Norton Rose Fulbright’s senior knowledge lawyer Andrew Sheftel explains why
The Attorney General and the Advocate General for Scotland are seeking a declaration from the Supreme Court as to whether the Scottish parliament’s UK Withdrawal from the European Union (Legal Continuity) (Scotland) Bill is within the competence of the devolved administration.
The issue arose in response to the publication of the European Union (Withdrawal) Bill in July of last year. The Bill’s starting point was that post-Brexit, the devolved administrations cannot legislate to amend retained EU-derived laws, unless the laws in question would have been within the competence of the devolved administration prior to the UK’s departure from the EU. The Bill proposed a number of consequential amendments to existing devolution legislation to reflect this position.
However, there was criticism from the devolved administrations that the EU (Withdrawal) Bill, as drafted, did not in fact return powers within areas of devolved competencies from the EU to them. Following the failure by the UK government and the Scottish parliament to reach an agreement as to the wording of the EU (Withdrawal) Bill in relation to devolution issues, the Scottish parliament introduced the legislation which is now under challenge.
It should be noted that the UK government initially sought the same declaration from the Supreme Court in relation to the Welsh Assembly’s corresponding law derived from the European Union (Wales) Bill. However, agreement was subsequently reached between the UK government and the Welsh Assembly, which reassured the Assembly that areas currently devolved will remain devolved after Brexit. Accordingly, the Welsh legislation is no longer challenged by the UK government and has since passed into law.
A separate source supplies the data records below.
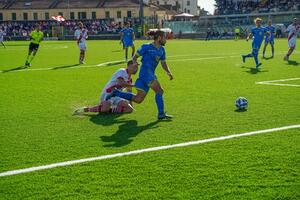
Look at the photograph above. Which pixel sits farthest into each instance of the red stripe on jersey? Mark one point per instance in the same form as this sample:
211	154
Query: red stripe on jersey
290	37
109	90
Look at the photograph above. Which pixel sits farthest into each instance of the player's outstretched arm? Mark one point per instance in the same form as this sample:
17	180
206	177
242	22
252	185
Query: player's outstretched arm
123	83
167	69
135	57
248	37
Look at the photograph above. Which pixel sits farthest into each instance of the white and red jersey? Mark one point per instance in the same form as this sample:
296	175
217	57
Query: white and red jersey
121	74
293	30
81	35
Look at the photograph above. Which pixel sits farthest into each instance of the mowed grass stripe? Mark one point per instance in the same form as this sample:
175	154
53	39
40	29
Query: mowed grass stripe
159	148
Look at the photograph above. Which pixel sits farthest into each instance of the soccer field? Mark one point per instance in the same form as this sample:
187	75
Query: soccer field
38	129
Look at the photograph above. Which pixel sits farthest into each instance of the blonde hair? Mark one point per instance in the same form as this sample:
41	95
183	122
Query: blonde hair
257	19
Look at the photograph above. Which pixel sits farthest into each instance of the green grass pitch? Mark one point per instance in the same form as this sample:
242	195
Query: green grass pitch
37	126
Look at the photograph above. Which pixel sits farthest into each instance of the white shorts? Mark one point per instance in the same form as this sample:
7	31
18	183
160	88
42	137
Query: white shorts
292	42
82	46
114	100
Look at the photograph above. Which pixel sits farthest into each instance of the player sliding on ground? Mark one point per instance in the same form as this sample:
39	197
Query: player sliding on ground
152	54
2	33
269	38
121	80
293	29
81	36
258	34
36	36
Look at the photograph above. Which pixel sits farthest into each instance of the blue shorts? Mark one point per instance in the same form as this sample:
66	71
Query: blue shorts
269	40
128	43
255	48
143	83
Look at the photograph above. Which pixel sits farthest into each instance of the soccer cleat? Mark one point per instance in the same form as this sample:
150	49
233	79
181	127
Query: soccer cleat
244	58
79	111
258	65
27	64
112	94
164	116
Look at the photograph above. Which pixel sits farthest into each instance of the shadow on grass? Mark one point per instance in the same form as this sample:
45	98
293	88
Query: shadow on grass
14	69
127	130
64	66
268	58
240	110
293	62
254	70
112	64
115	51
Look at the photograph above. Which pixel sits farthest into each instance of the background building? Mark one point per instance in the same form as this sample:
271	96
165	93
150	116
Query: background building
181	6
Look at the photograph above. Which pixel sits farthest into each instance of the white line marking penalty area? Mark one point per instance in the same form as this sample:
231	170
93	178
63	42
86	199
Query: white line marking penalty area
279	82
140	151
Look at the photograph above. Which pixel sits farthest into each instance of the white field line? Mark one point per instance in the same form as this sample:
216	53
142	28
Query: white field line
275	82
140	151
110	62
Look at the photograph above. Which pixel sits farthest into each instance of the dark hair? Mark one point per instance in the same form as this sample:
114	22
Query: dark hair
156	34
130	62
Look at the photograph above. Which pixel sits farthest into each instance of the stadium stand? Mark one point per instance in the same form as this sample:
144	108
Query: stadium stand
32	4
225	7
117	3
77	4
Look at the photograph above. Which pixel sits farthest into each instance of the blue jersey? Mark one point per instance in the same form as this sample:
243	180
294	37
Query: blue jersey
127	34
271	31
258	36
151	56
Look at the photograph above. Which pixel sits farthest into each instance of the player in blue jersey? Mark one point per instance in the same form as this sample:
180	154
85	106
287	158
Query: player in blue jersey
269	38
127	38
151	54
258	34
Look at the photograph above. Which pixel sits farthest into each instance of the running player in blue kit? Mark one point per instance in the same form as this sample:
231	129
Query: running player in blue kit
151	54
258	34
269	38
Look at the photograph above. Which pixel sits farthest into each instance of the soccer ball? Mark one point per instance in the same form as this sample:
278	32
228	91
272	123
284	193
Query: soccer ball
241	103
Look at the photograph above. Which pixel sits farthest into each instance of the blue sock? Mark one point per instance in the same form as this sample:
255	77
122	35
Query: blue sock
160	103
124	95
256	58
249	55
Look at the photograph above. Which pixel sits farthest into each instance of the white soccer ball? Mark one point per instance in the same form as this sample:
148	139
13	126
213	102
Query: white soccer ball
241	103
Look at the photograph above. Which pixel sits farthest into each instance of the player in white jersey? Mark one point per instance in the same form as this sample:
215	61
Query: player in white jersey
121	80
2	33
293	29
81	36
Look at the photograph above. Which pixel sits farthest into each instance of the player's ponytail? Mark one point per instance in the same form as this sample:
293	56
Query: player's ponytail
156	33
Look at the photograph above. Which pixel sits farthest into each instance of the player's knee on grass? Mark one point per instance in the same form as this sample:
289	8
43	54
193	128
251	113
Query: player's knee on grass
138	99
123	107
105	106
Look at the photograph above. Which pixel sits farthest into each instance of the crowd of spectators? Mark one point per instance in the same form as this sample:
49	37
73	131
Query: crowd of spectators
227	7
94	27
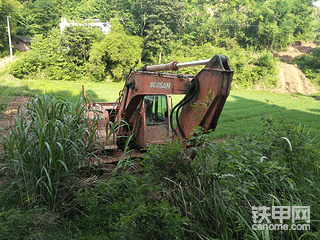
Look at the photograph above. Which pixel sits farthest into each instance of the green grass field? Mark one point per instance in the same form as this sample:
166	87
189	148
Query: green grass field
244	110
242	113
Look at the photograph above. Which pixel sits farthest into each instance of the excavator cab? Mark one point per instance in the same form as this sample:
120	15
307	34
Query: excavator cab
154	127
143	104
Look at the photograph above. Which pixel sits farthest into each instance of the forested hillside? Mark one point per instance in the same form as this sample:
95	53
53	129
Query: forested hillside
155	31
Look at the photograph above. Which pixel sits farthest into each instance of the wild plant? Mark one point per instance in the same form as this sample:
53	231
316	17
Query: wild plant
47	143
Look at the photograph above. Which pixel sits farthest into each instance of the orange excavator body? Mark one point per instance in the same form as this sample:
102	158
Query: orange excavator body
143	110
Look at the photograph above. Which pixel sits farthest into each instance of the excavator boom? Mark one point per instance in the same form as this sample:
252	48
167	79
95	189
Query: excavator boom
144	102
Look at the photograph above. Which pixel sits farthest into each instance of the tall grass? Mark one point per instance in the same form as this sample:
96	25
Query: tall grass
218	187
48	141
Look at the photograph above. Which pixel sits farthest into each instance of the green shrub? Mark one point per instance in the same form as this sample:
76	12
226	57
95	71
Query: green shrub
310	65
224	180
115	54
45	147
124	207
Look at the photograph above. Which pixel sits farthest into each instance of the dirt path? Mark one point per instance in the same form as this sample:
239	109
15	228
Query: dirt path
291	78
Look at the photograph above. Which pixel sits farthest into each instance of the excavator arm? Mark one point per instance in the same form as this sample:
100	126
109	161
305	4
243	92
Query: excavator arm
205	93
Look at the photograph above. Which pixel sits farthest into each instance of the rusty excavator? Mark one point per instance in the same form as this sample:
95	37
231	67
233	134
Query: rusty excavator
144	105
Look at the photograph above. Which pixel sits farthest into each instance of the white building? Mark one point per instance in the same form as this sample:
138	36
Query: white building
104	27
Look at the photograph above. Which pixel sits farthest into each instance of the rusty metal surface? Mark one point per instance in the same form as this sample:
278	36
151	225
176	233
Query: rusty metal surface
205	96
172	66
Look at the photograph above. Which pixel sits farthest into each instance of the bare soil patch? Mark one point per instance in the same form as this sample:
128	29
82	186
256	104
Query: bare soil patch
291	78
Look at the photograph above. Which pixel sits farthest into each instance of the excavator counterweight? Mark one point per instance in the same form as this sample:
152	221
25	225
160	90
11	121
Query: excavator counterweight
144	103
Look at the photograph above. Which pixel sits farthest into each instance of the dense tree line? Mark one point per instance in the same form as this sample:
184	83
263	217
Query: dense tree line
158	29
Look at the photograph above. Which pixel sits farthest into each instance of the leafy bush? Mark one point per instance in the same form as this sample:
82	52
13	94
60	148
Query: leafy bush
124	207
310	65
224	180
45	147
58	56
115	53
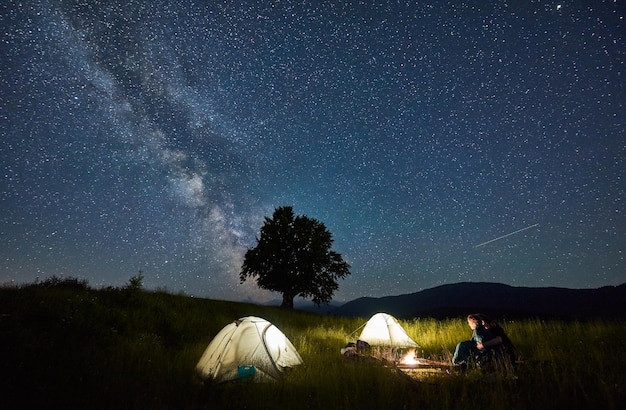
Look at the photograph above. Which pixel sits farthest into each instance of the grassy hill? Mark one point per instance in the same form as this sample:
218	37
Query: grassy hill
68	346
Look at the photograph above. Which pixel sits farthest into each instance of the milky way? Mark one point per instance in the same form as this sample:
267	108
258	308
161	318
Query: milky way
156	136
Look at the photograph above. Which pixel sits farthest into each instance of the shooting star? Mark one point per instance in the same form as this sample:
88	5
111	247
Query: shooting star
504	236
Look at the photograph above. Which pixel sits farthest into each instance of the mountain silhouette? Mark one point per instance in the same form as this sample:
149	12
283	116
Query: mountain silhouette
497	300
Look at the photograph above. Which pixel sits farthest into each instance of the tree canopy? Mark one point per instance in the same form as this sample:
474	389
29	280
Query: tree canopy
293	256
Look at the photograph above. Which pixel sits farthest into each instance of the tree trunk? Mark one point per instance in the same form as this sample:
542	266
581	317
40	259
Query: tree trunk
287	301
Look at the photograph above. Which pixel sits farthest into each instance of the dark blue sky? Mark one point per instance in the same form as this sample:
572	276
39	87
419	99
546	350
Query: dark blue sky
155	136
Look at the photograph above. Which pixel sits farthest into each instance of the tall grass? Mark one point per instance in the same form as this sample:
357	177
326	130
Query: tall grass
84	348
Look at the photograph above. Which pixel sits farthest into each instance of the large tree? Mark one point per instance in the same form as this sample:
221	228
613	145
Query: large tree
293	256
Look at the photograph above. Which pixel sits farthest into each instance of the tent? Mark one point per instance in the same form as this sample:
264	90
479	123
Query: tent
251	348
384	330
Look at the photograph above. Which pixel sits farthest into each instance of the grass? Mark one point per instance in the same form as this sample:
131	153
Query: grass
75	347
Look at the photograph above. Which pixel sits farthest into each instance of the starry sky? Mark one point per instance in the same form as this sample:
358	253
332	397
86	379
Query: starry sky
438	141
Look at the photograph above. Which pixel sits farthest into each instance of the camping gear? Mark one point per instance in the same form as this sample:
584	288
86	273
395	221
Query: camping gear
249	348
384	330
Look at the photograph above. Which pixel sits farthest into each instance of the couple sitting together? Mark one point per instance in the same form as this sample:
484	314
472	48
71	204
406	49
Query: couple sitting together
489	344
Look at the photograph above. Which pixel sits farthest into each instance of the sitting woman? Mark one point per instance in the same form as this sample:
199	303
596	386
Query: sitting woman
489	341
467	351
500	346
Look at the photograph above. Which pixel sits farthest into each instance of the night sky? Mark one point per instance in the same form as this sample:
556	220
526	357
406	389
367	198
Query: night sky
439	142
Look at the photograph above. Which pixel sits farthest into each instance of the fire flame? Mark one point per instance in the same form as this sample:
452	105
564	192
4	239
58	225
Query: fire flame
409	358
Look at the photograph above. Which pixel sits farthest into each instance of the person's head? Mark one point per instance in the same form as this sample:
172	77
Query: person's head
486	321
474	321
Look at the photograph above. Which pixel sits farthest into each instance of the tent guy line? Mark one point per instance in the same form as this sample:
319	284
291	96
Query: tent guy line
504	236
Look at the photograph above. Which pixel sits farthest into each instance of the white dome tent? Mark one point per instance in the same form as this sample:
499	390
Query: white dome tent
383	330
250	347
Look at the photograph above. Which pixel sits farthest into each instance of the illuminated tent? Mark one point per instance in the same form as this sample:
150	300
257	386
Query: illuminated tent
250	348
384	330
Returning to the Scottish Continuity Bill, according to the executive summary published by the Scottish parliament, “The [Scottish] Bill has been introduced following disagreement between the UK and Scottish governments over the content of the European Union (Withdrawal) Bill (EUWB)… in the event that the Scottish parliament does not give consent to the EUWB, it is possible the UK government may wish to remove the devolution related clauses from the Bill or, alternatively, may proceed with the EUWB without consent. If the UK government chose to remove the devolution related clauses, it could leave Scots law unprepared for the UK’s departure from the EU. In order to address that eventuality, the Scottish government has chosen to introduce the UK Withdrawal from the European Union (Legal Continuity) (Scotland) Bill.”
The Scottish Continuity Bill seeks to pre-empt problems in the continued functioning of laws in Scotland following Brexit. By way of example, according to the Scottish parliament’s executive summary, “The purpose of the [Legal Continuity] Bill is to ensure that when the UK leaves the European Union, Scots law continues to function seamlessly without any interruptions or gaps”. To achieve this it: “retains in domestic law EU law currently operating in devolved areas; gives the Scottish ministers the powers needed to ensure that devolved law continues to operate effectively after UK withdrawal; and gives the Scottish ministers the power to, where appropriate, ensure that Scotland’s devolved laws keeps pace after UK withdrawal with developments in EU law.”
To a certain extent, this largely mirrors the EU (Withdrawal) Bill (now the EU (Withdrawal) Act), which is not surprising given that both pieces of legislation are intended to provide continuity of the law on the day the UK leaves the EU. The Scottish government argue that this should mean there is consistency in the way the Scottish devolved and reserved law is dealt with.
However, there are some differences in the approach of the Scottish Continuity Bill and the EU (Withdrawal) Act, which is why the proposed legislation is the subject of challenge by the UK government. For example, section 13 of the Bill provides powers to Scottish ministers to make regulations to ensure that Scots law in devolved areas can continue to maintain consistency with EU law after Brexit, where appropriate. It also gives greater powers to the Scottish ministers than in the EU (Withdrawal) Act, by allowing them to amend retained (devolved) direct EU legislation. Further, section 17 of the Bill provides that the UK government must first obtain the consent of the Scottish ministers before they make, confirm or approve secondary legislation relating to devolved matters which modifies any retained (devolved) EU law.
The European Union (Withdrawal) Act received royal assent on 26 June 2018. Although the UK government agreed amendments on questions of devolution in light of the agreement with the Welsh Assembly, such amendments were not sufficient to prevent the Scottish government’s continued opposition to the Act.
So far as the UK government is concerned, the referral to the Supreme Court is necessary to avoid uncertainty. Accordingly, for the second time since the EU referendum, the Supreme Court will be called upon to consider important questions of constitutional law.
The matter is due to be heard tomorrow (24 July) until 25 July 2018 before a panel of seven justices.